Ethiopia’s Mohammed Aman may have tactically got his race wrong 12 months ago at the London 2012 Olympic Games but his race plan worked perfectly at the IAAF World Championships and he was able to add this title to the 2012 World Indoor Championships gold medal, covering two laps of the track in the Luzhniki Stadium in 1:43.31.

It was the third-fastest time in World Championships history in a final that proved to be a thriller, despite the absence of all three 2012 Olympic Games medallists.

In familiar fashion, US champion Duane Solomon hit the front as the field broke for the inside after 150m, and he had Aman on his outside shoulder for the first lap, which was covered in a sizzling 50.28.

Down the back straight on the second lap, Aman dropped to the inside and briefly found himself boxed as Solomon continued to drive the pace from the front.

However, fortune smiled on Aman as daylight appeared when several runners, not least France’s Pierre-Ambroise Bosse, started to wilt and drifted backwards, and he was able to carefully edge his way into an attacking position.

Solomon held the lead all the way through to 700m, with Aman running breast-to-breast in lane two and another US runner, Nick Symmonds, just inches in arrears and out in lane three.

With 100m to go, Solomon suddenly started to weaken and the race was lost from his perspective as Aman and Symmonds battled fiercely for the gold down the home straight, a duel which was won by the Ethiopian teenager.

Aman is still a junior and became the youngest man ever to win this event at a World Championships. Into the bargain, he got his country’s first place on the podium over 800m despite his country’s prolific success at longer distances.

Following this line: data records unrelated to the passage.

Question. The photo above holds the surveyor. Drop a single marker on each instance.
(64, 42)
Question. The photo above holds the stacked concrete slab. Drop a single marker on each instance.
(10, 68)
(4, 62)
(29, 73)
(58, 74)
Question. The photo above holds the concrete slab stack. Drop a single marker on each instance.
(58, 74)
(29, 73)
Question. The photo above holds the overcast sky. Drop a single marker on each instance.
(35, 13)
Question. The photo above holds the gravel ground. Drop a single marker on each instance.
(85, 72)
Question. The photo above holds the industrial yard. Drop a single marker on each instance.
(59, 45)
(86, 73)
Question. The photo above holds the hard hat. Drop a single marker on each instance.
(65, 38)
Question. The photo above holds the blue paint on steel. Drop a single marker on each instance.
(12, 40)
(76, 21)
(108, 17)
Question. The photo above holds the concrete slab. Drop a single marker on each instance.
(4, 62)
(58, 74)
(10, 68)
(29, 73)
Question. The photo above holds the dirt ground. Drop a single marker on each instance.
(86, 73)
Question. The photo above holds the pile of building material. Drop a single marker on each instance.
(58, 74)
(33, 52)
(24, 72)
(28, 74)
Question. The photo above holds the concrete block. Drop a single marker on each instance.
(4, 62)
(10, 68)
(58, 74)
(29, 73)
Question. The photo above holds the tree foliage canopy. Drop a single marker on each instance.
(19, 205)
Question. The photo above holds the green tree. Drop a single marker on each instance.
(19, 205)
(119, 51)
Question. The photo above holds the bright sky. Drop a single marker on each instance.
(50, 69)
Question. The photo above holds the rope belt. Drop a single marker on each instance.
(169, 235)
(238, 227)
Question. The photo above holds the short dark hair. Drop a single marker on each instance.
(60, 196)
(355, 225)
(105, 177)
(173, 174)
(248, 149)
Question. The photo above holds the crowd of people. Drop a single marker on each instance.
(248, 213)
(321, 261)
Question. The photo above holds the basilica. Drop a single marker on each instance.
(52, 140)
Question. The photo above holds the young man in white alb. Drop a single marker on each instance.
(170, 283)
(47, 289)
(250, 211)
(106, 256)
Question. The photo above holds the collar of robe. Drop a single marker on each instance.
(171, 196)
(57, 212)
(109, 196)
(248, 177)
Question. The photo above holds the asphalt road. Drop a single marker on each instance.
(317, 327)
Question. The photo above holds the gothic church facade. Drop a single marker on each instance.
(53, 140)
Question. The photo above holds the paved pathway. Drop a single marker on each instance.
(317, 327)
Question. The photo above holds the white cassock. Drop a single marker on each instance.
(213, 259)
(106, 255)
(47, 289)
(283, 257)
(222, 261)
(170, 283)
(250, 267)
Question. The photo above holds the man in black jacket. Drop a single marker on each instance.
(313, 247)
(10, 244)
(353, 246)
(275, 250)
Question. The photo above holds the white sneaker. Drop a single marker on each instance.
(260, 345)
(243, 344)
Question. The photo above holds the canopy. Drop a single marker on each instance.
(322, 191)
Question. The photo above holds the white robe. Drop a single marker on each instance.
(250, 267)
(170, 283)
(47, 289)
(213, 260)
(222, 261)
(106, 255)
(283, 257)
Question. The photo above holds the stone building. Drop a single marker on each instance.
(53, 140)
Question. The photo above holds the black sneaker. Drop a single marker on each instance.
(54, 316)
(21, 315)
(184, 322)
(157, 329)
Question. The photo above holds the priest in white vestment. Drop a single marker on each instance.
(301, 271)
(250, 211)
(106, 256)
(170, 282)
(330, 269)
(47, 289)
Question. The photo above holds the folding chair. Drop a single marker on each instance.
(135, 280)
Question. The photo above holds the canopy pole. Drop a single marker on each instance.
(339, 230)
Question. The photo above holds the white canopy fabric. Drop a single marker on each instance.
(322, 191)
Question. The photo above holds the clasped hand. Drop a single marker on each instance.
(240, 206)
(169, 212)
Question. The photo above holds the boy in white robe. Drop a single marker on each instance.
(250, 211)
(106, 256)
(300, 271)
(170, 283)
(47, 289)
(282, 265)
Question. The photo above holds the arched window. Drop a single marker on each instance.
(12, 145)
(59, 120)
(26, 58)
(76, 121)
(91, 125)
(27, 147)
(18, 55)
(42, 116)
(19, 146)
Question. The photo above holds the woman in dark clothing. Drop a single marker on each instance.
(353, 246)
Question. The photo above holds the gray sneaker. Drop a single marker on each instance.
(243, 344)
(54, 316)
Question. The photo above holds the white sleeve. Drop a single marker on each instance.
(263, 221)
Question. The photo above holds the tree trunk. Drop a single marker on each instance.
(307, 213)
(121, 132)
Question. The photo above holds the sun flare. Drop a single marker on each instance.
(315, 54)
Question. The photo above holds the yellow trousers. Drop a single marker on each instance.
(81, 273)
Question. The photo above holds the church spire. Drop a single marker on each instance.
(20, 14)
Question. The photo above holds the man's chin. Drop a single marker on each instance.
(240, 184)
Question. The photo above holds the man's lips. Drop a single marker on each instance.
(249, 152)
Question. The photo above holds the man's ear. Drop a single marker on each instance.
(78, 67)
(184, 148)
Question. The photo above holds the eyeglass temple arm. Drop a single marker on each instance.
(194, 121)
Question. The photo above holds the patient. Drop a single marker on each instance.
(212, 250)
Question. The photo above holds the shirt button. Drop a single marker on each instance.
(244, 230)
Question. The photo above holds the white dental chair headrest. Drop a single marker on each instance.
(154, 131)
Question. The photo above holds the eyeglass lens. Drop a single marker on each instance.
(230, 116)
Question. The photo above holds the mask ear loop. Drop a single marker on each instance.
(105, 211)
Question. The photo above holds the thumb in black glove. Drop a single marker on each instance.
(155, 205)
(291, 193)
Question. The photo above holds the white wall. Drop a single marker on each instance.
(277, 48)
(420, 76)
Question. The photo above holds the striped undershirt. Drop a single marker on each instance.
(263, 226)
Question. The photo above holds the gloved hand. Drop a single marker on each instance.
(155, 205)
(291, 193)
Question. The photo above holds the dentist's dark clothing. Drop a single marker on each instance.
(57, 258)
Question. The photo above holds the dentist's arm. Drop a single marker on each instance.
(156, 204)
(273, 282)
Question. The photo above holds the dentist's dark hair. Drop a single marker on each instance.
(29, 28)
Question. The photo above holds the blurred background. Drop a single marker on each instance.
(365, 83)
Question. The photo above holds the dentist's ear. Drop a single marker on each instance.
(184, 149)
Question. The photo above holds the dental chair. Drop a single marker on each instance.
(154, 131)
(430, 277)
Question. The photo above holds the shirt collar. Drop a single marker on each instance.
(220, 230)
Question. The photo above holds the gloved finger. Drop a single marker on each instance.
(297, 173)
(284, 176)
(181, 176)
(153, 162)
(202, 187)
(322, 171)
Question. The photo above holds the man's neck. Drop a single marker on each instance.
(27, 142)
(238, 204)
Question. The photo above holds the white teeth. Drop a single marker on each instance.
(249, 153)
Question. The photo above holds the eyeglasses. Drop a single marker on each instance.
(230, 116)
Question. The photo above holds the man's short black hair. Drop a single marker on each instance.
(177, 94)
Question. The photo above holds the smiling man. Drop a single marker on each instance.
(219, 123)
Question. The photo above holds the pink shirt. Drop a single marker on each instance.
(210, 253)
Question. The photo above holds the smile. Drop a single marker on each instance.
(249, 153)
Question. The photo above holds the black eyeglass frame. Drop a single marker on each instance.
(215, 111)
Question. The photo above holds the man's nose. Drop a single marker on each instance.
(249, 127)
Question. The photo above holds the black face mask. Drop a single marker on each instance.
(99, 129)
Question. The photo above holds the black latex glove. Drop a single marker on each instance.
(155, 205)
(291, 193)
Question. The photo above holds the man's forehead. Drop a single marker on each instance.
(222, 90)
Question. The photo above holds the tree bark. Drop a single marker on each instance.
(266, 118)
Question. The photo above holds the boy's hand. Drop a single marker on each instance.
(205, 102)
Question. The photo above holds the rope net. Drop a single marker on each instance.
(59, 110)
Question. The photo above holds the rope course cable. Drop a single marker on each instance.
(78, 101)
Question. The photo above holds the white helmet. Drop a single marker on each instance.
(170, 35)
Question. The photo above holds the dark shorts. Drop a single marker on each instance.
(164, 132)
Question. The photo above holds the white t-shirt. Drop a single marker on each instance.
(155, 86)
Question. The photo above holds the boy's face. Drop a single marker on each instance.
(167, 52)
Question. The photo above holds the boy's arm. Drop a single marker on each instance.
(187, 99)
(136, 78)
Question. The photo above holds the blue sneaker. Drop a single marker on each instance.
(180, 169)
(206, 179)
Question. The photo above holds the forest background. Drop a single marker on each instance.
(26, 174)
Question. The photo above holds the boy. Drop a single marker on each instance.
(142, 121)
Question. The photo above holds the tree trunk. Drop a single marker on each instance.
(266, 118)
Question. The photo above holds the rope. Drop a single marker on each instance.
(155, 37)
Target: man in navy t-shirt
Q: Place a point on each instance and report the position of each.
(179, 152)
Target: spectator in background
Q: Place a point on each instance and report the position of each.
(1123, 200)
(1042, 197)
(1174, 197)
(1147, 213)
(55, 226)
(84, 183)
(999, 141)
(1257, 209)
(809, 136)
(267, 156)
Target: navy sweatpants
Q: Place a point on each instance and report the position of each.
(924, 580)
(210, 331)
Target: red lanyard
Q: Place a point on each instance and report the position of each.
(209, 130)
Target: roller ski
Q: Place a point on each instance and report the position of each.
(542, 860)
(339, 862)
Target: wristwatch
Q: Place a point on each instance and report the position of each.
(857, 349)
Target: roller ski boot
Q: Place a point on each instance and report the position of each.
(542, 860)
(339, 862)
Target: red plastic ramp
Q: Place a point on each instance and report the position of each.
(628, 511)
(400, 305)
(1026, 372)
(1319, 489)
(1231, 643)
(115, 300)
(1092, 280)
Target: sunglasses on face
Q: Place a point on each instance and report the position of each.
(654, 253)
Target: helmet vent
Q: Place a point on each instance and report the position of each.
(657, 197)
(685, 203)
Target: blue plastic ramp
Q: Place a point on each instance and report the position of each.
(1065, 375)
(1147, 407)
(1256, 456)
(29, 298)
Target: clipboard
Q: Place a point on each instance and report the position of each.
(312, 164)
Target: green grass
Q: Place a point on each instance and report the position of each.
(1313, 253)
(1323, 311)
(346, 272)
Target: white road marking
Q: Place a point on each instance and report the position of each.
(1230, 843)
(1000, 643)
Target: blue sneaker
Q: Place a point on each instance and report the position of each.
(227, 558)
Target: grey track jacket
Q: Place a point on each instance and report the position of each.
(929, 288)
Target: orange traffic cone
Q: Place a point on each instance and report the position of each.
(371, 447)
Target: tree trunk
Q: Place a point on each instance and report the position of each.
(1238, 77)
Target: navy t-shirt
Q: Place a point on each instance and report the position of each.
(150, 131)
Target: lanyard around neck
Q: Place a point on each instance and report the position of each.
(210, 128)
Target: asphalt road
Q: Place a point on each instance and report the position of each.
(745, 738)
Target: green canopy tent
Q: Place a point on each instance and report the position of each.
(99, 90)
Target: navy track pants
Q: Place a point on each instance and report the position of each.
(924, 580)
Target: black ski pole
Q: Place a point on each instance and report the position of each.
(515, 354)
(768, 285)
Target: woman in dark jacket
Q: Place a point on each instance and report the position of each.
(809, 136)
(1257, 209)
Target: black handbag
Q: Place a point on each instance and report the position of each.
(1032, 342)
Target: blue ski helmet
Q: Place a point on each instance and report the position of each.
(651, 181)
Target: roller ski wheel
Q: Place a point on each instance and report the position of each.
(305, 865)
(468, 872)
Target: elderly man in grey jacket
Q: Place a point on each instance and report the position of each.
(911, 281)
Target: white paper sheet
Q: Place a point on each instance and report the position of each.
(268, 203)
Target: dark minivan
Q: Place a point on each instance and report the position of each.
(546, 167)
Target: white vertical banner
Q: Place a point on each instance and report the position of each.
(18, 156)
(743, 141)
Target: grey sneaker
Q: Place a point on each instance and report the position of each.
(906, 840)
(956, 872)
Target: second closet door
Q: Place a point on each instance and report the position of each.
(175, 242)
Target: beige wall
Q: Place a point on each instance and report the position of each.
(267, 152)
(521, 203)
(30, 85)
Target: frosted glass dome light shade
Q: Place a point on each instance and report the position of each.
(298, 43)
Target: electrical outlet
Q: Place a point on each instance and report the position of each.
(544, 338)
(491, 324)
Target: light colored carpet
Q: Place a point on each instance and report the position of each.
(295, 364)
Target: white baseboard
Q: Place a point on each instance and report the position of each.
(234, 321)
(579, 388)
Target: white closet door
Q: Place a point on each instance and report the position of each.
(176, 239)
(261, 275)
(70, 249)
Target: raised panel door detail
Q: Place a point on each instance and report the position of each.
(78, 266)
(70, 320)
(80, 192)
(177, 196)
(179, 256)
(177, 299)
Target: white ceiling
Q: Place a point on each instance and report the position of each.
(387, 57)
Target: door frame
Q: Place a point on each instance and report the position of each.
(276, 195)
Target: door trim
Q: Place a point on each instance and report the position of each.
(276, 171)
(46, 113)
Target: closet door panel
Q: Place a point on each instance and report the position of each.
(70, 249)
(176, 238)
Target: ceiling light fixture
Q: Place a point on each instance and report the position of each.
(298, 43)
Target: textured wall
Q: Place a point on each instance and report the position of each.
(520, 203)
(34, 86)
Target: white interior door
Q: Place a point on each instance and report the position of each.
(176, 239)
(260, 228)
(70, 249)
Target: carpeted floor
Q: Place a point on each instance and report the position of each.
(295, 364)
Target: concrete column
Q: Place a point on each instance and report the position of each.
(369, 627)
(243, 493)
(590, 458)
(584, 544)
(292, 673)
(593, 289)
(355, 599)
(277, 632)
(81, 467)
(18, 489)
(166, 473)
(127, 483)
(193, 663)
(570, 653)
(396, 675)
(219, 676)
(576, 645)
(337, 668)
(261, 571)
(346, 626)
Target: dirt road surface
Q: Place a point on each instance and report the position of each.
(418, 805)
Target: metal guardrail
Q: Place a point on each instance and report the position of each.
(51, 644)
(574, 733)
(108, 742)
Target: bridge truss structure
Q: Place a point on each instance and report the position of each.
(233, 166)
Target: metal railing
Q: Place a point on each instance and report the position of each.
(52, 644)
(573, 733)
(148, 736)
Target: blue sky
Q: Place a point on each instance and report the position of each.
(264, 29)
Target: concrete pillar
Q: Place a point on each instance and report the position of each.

It was also Ethiopia's first World Championships gold medal in an event shorter than 5000m.

Symmonds was second in a season’s best of 1:43.55 while Djibouti’s Ayanleh Souleiman emerged from the pack contesting the bronze medal 20 metres from the line to cross the line third in 1:43.76, the East African country’s first World Championships medal since Ahmed Salah’s brace of Marathon silvers in 1987 and 1991.

It was the best World Championships 800m for depth with all three medallists under 1:44, which had only happened once before in 1987, and an unprecedented seven men under 1:45.